The market for capesize bulkers leapt forward on Wednesday, surprisingly undeterred by China’s celebration of Golden Week. The Baltic Exchange’s Capesize 5TC basket of spot-rate averages across five key routes jumped 13.8% on Wednesday to $21,175 per day, reaching its highest point since late July. “It’s surprising actually because spot volumes have been somewhat limited this week due to the holidays in the Far East,” Jefferies analyst Omar Nokta told TradeWinds. “It’s a good sign that we’re seeing these moves higher despite the holidays.”

Nokta was not the only market watcher who was surprised the capesize market performing better during Golden Week. “This is a little unexpected since a lot of the Far East is on holiday,” Alibra Shipping founder Giuseppe Rosano told TradeWinds. But the market may be benefitting from Russia sanctions adding tonne-miles to bulker trade routes and China implementing stimulus measures to get the economy moving again, he said. “Hence we are now seeing the stimulus measure coming into fruition,” said Rosano, whose firm is a UK broking house.

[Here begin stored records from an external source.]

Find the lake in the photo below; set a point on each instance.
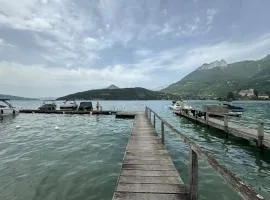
(79, 156)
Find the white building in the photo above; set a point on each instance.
(247, 93)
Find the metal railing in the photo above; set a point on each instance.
(246, 191)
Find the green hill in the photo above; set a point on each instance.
(136, 93)
(218, 78)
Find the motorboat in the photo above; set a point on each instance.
(86, 105)
(180, 105)
(48, 105)
(6, 109)
(233, 110)
(69, 105)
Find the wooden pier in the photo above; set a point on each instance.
(148, 172)
(71, 112)
(255, 135)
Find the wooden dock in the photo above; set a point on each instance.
(71, 112)
(258, 136)
(147, 169)
(148, 172)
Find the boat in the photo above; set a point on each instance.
(233, 110)
(180, 105)
(48, 105)
(69, 105)
(6, 109)
(86, 105)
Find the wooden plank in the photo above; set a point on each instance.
(150, 179)
(151, 188)
(148, 196)
(233, 129)
(147, 170)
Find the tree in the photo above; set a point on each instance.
(230, 96)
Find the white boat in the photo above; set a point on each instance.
(180, 105)
(6, 109)
(69, 105)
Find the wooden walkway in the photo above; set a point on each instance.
(147, 172)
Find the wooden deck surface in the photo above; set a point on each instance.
(234, 129)
(147, 172)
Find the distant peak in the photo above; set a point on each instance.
(222, 63)
(112, 87)
(267, 57)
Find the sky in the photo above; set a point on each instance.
(50, 48)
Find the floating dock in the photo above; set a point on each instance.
(258, 136)
(125, 115)
(148, 173)
(147, 170)
(77, 112)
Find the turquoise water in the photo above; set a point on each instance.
(79, 157)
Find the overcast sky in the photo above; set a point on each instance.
(56, 47)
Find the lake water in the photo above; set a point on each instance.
(79, 157)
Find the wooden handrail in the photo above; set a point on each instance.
(246, 191)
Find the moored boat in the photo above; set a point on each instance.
(6, 109)
(48, 105)
(178, 105)
(86, 105)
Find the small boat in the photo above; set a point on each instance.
(6, 109)
(69, 105)
(180, 105)
(233, 110)
(86, 105)
(48, 105)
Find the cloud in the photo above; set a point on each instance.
(49, 81)
(166, 29)
(143, 52)
(210, 14)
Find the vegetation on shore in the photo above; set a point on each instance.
(136, 93)
(218, 81)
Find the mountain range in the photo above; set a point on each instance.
(218, 78)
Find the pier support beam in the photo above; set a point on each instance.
(260, 134)
(193, 175)
(162, 133)
(226, 121)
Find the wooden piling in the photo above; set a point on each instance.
(193, 175)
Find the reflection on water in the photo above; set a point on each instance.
(82, 158)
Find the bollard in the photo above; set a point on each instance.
(154, 121)
(260, 134)
(206, 117)
(162, 133)
(193, 175)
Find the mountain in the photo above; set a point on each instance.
(112, 87)
(5, 96)
(136, 93)
(217, 79)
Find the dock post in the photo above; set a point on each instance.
(162, 133)
(226, 121)
(193, 175)
(260, 134)
(150, 116)
(206, 117)
(154, 121)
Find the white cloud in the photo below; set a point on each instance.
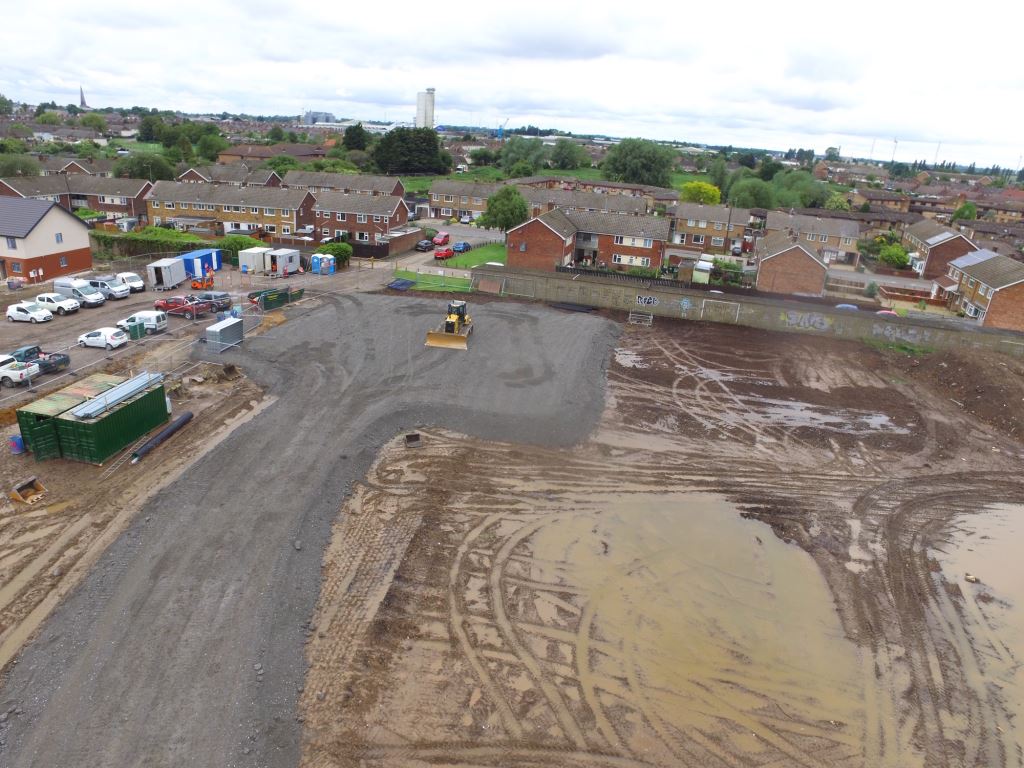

Port congestion and low supply are also supporting higher spot rates, he said. The Baltic Exchange’s daily fixture information for Wednesday was not yet available. Capesize spot rates are rising, as expected, and may rally to $30,000 per day as seasonality approaches, said John Kartsonas, founder of asset manager Breakwave Advisors, which runs a dry-bulk exchange-traded fund. “There is more activity in the Atlantic basin for iron ore cargoes and given that due to the recent weakness not a lot of vessels were ballasting, the supply/demand balance has now tilted towards the owner’s favor,” he told Tradewinds. “Indeed, capesize rates are on the rise and it is also helping panamax rates to recover as well.”

The Panamax 5TC rose 4.5% on Tuesday to $19,847 per day. Kartsonas and Rosano kept to their bullish forecasts, though the falling forward freight agreement (FFA) market indicated lower physical rates in the months ahead. November contracts slid 6% on Wednesday to $16,643 per day, while December contracts declined 5% to $15,214 per day and those for January lost 3.3% to land at $9,236 per day. The February numbers came in even lower, falling 2.6% to $6,450 per day. “It takes time to feed through,” Rosano said. “This industry is very fickle.” The futures market is very unpredictable and changes quickly and often, Kartsonas said. “FFA is a sentiment driven market,” he said. “People are cautious cause the whole world is messy.”